On September 12, 2012, the National Association of Insurance Commissioners (NAIC) amended Actuarial Guideline XXXVIII (AG 38), as proposed by a Joint Working Group of the Life Insurance and Annuities (A) and the Financial Condition (E) Committees. AG 38 provides guidelines for setting reserves on universal life products with secondary guarantees (ULSG), and the amendment process was precipitated by conflicting views regarding whether some insurers’ ULSG reserving methodologies provided an unfair advantage. The amendments are intended to provide a “level playing field.”
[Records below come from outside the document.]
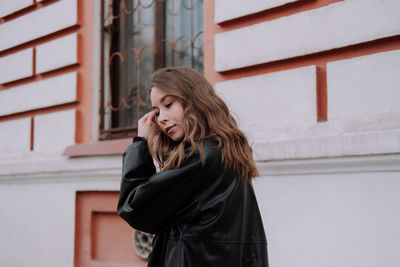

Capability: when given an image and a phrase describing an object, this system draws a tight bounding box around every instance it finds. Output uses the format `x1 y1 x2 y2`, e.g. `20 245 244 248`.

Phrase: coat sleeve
118 141 220 233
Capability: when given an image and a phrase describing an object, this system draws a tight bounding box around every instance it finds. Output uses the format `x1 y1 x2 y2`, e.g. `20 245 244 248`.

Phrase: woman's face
150 87 185 142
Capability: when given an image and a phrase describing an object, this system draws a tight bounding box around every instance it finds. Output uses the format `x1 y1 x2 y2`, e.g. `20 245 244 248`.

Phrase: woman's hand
138 111 156 139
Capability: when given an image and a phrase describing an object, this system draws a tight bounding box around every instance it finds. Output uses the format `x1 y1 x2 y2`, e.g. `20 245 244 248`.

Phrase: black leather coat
118 140 268 267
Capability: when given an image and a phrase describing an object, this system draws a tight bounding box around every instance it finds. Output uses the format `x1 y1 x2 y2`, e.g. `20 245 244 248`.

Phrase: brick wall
205 0 400 160
0 0 92 154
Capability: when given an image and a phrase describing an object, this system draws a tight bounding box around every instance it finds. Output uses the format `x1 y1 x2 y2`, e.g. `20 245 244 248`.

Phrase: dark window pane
100 0 203 139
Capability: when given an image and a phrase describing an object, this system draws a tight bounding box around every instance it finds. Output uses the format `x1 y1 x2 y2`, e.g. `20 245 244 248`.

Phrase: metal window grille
100 0 203 139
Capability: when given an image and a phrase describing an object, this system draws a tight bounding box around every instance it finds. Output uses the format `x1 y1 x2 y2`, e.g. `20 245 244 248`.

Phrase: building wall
205 0 400 267
0 0 400 267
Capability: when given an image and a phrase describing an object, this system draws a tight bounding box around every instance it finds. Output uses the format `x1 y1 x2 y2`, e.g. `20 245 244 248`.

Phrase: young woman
118 67 268 267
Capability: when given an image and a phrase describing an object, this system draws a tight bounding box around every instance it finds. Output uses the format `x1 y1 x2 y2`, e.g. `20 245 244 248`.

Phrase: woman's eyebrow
153 95 172 109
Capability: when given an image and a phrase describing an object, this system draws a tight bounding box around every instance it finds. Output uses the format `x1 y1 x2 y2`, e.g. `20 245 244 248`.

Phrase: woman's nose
158 112 168 124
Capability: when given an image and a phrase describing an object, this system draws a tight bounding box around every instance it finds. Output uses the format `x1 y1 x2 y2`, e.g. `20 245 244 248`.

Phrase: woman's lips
165 125 175 134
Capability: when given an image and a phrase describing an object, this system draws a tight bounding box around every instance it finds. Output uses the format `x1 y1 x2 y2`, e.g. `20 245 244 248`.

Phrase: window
100 0 203 139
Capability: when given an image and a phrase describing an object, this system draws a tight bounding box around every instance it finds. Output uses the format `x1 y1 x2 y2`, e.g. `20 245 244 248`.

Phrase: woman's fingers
138 111 155 138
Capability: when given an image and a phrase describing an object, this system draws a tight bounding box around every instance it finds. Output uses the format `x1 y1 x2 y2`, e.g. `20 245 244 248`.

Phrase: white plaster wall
327 50 400 120
0 118 31 156
0 156 122 267
33 109 76 153
0 48 33 83
0 0 78 50
215 66 317 137
254 170 400 267
0 72 77 116
215 0 400 71
0 0 33 18
36 33 78 73
0 183 75 267
214 0 299 23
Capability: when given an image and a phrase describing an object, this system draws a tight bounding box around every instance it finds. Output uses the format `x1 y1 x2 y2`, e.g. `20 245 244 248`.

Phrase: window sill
63 138 132 157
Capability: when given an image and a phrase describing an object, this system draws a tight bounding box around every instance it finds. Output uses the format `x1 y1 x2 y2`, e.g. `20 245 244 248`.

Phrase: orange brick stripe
0 0 94 144
204 0 400 122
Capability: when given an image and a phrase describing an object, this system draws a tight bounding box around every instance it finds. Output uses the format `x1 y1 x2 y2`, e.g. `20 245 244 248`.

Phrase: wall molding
258 154 400 178
0 154 400 184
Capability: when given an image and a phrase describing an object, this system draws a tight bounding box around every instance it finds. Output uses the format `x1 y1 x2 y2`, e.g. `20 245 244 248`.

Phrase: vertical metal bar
109 0 121 128
119 0 126 127
190 0 194 68
98 0 105 136
154 0 166 70
136 0 142 121
170 0 175 66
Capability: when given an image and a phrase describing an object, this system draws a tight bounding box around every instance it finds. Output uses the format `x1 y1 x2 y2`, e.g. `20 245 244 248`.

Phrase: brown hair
149 66 259 179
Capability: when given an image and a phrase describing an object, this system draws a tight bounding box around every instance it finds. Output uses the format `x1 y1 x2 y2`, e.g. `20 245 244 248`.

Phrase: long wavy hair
148 66 259 179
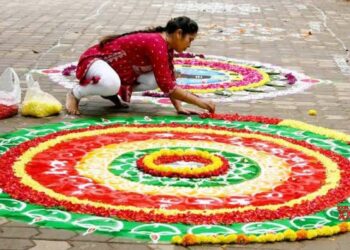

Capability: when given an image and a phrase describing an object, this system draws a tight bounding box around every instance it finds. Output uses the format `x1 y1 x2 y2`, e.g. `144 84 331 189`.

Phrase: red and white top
76 33 176 102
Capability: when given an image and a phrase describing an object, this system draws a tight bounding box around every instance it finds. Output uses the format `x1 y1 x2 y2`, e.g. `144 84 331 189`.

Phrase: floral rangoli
0 115 350 245
36 53 322 106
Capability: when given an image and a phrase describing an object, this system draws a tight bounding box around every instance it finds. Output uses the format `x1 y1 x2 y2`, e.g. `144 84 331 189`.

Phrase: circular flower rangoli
36 53 322 106
0 115 350 245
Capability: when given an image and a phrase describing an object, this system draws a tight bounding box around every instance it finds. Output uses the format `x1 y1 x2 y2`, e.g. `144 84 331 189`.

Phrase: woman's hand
176 107 201 115
203 100 215 113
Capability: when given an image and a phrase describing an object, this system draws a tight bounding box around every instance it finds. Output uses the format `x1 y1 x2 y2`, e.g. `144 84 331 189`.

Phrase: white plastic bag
0 68 21 119
21 74 62 117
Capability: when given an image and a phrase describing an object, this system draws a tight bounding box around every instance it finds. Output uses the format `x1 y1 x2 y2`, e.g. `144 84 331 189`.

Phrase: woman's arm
170 87 215 113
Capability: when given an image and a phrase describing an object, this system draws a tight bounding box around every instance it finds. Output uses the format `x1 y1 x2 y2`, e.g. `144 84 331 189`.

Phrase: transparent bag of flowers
21 74 62 117
0 68 21 119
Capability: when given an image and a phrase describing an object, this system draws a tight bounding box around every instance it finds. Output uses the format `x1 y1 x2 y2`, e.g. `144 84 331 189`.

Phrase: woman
66 16 215 115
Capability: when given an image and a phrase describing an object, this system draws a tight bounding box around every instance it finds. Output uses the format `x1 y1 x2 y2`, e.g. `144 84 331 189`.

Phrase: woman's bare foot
101 95 129 109
66 91 80 115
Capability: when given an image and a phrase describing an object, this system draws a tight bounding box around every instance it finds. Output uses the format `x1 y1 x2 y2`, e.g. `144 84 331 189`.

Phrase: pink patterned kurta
76 33 176 102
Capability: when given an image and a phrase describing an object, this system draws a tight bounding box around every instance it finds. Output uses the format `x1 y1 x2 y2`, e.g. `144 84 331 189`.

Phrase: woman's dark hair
99 16 198 48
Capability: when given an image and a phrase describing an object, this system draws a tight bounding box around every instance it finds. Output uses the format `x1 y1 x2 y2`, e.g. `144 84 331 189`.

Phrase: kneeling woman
66 17 215 115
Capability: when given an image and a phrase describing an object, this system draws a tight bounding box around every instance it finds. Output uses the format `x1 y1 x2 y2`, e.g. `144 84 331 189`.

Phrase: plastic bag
21 74 62 117
0 68 21 119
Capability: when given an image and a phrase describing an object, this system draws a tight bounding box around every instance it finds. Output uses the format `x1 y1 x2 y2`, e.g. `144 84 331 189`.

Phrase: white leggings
73 60 158 99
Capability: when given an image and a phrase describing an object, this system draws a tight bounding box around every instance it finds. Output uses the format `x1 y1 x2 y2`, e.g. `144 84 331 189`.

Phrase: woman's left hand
177 107 201 115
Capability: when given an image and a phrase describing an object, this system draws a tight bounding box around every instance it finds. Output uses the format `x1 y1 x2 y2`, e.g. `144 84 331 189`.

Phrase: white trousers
73 60 158 99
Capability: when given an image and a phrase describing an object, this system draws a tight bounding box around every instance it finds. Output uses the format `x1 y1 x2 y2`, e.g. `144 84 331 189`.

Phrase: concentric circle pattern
0 115 350 245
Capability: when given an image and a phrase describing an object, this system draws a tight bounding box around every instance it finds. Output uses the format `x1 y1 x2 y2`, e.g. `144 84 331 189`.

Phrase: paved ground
0 0 350 250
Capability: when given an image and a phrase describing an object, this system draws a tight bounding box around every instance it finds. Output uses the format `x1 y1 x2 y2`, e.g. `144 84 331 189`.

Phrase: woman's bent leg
73 60 120 99
66 60 120 115
134 71 158 91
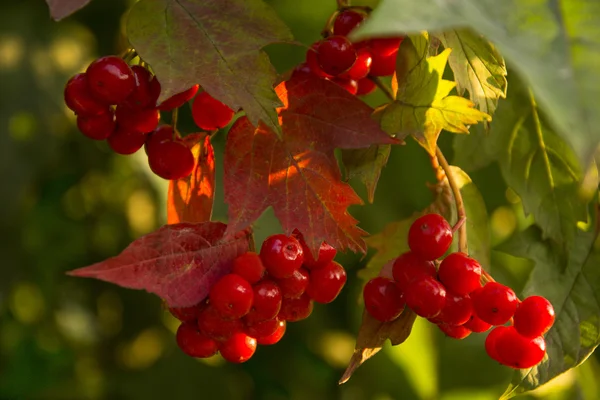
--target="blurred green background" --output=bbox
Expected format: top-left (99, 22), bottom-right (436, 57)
top-left (0, 0), bottom-right (600, 400)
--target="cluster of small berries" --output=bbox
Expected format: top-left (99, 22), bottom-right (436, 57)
top-left (64, 56), bottom-right (234, 179)
top-left (296, 9), bottom-right (403, 95)
top-left (363, 214), bottom-right (555, 368)
top-left (170, 231), bottom-right (346, 363)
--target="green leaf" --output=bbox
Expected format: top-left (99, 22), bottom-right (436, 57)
top-left (351, 0), bottom-right (600, 164)
top-left (376, 34), bottom-right (491, 155)
top-left (342, 144), bottom-right (391, 203)
top-left (127, 0), bottom-right (292, 132)
top-left (491, 76), bottom-right (590, 244)
top-left (436, 29), bottom-right (506, 115)
top-left (499, 213), bottom-right (600, 398)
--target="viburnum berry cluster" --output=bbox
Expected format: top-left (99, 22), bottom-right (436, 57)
top-left (363, 214), bottom-right (555, 369)
top-left (169, 231), bottom-right (346, 363)
top-left (296, 7), bottom-right (403, 95)
top-left (64, 56), bottom-right (235, 180)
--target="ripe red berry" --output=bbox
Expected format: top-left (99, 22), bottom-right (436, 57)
top-left (514, 296), bottom-right (555, 338)
top-left (408, 214), bottom-right (452, 260)
top-left (155, 81), bottom-right (200, 111)
top-left (86, 56), bottom-right (135, 104)
top-left (208, 274), bottom-right (254, 319)
top-left (245, 280), bottom-right (283, 323)
top-left (306, 261), bottom-right (347, 304)
top-left (356, 78), bottom-right (377, 96)
top-left (192, 92), bottom-right (235, 131)
top-left (277, 268), bottom-right (309, 299)
top-left (148, 141), bottom-right (194, 180)
top-left (256, 320), bottom-right (287, 345)
top-left (107, 126), bottom-right (146, 155)
top-left (392, 251), bottom-right (437, 290)
top-left (277, 293), bottom-right (314, 322)
top-left (198, 305), bottom-right (244, 341)
top-left (175, 322), bottom-right (218, 358)
top-left (64, 74), bottom-right (109, 117)
top-left (471, 282), bottom-right (519, 325)
top-left (317, 36), bottom-right (356, 76)
top-left (77, 109), bottom-right (116, 140)
top-left (119, 65), bottom-right (156, 110)
top-left (404, 276), bottom-right (446, 318)
top-left (232, 251), bottom-right (266, 285)
top-left (438, 323), bottom-right (471, 339)
top-left (333, 10), bottom-right (365, 36)
top-left (363, 276), bottom-right (405, 322)
top-left (260, 234), bottom-right (304, 279)
top-left (437, 291), bottom-right (473, 325)
top-left (496, 326), bottom-right (546, 369)
top-left (464, 314), bottom-right (492, 333)
top-left (438, 252), bottom-right (481, 295)
top-left (219, 332), bottom-right (257, 364)
top-left (485, 326), bottom-right (508, 362)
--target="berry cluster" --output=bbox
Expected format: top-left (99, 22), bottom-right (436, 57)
top-left (64, 56), bottom-right (234, 179)
top-left (363, 214), bottom-right (554, 368)
top-left (296, 9), bottom-right (403, 95)
top-left (170, 231), bottom-right (346, 363)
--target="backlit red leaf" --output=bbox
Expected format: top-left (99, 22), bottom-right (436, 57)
top-left (224, 75), bottom-right (398, 252)
top-left (167, 134), bottom-right (215, 224)
top-left (69, 222), bottom-right (249, 307)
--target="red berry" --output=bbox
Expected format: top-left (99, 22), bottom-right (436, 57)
top-left (192, 92), bottom-right (235, 131)
top-left (369, 37), bottom-right (404, 56)
top-left (408, 214), bottom-right (452, 260)
top-left (340, 48), bottom-right (373, 80)
top-left (64, 74), bottom-right (109, 117)
top-left (107, 126), bottom-right (146, 155)
top-left (198, 305), bottom-right (244, 341)
top-left (514, 296), bottom-right (555, 338)
top-left (77, 109), bottom-right (116, 140)
top-left (86, 56), bottom-right (135, 104)
top-left (208, 274), bottom-right (254, 319)
top-left (277, 293), bottom-right (314, 322)
top-left (256, 320), bottom-right (287, 345)
top-left (148, 141), bottom-right (194, 180)
top-left (404, 276), bottom-right (446, 318)
top-left (246, 280), bottom-right (283, 323)
top-left (464, 314), bottom-right (492, 333)
top-left (369, 53), bottom-right (398, 76)
top-left (438, 324), bottom-right (471, 339)
top-left (232, 251), bottom-right (266, 285)
top-left (485, 326), bottom-right (508, 362)
top-left (356, 78), bottom-right (377, 96)
top-left (438, 252), bottom-right (481, 295)
top-left (496, 326), bottom-right (546, 369)
top-left (437, 291), bottom-right (473, 325)
top-left (333, 10), bottom-right (365, 36)
top-left (330, 77), bottom-right (358, 94)
top-left (156, 81), bottom-right (200, 111)
top-left (392, 251), bottom-right (437, 290)
top-left (260, 234), bottom-right (304, 279)
top-left (175, 322), bottom-right (218, 358)
top-left (277, 268), bottom-right (309, 299)
top-left (219, 332), bottom-right (256, 364)
top-left (119, 65), bottom-right (156, 110)
top-left (471, 282), bottom-right (519, 325)
top-left (115, 105), bottom-right (160, 133)
top-left (363, 276), bottom-right (404, 322)
top-left (306, 261), bottom-right (347, 304)
top-left (317, 36), bottom-right (356, 76)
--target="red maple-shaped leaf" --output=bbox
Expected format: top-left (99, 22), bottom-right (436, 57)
top-left (167, 134), bottom-right (215, 224)
top-left (68, 222), bottom-right (249, 307)
top-left (224, 74), bottom-right (398, 252)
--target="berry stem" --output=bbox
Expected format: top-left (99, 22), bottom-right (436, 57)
top-left (435, 147), bottom-right (469, 254)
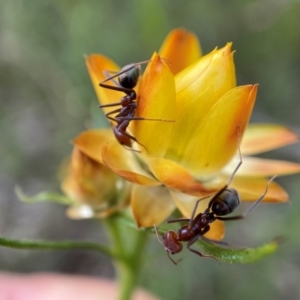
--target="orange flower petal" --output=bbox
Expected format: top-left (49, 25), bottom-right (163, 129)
top-left (147, 158), bottom-right (218, 196)
top-left (224, 157), bottom-right (300, 177)
top-left (131, 54), bottom-right (176, 157)
top-left (159, 29), bottom-right (202, 74)
top-left (165, 44), bottom-right (237, 169)
top-left (171, 192), bottom-right (225, 241)
top-left (101, 141), bottom-right (160, 186)
top-left (85, 54), bottom-right (120, 109)
top-left (241, 124), bottom-right (299, 155)
top-left (131, 185), bottom-right (175, 227)
top-left (72, 129), bottom-right (115, 163)
top-left (230, 176), bottom-right (289, 202)
top-left (181, 85), bottom-right (257, 176)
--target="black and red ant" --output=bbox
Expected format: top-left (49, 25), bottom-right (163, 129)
top-left (99, 60), bottom-right (174, 152)
top-left (154, 128), bottom-right (276, 265)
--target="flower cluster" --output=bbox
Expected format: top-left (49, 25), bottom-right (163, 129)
top-left (63, 29), bottom-right (300, 239)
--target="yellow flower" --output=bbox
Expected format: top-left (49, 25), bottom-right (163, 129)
top-left (78, 29), bottom-right (300, 239)
top-left (62, 130), bottom-right (129, 219)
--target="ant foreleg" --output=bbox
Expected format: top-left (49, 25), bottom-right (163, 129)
top-left (186, 226), bottom-right (220, 264)
top-left (116, 117), bottom-right (175, 122)
top-left (167, 218), bottom-right (190, 223)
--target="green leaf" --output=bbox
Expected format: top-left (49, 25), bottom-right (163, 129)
top-left (198, 240), bottom-right (279, 264)
top-left (15, 186), bottom-right (73, 205)
top-left (153, 228), bottom-right (280, 264)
The AG 38 amendments take effect January 1, 2013, and for business in force prior to then, AG 38 requires that insurers use a form of principles-based gross premium reserving. For business written starting on that date, insurers must apply a reserving methodology similar to that outlined in an August 22, 2011 statement published by the NAIC’s Life Actuarial Task Force (available on the NAIC website). AG 38 provides for regulatory oversight through detailed actuarial memoranda requirements, including review of insurers’ reserving methodologies by the NAIC’s Financial Analysis Working Group (FAWG). In response to industry concern that this would transform the NAIC into a regulatory entity, the Working Group’s Chairperson assured the NAIC’s Executive and Plenary Committees that the amendments did not provide the NAIC with regulatory oversight authority, but instead simply served to ensure uniformity because FAWG is comprised of regulators from numerous states who can provide consistent resolutions to issues.
Given the impending January 1, 2013 effective date and the likelihood that some insurers will be refiling ULSG products before then, the Working Group encourages regulators to process such filings on an expedited basis.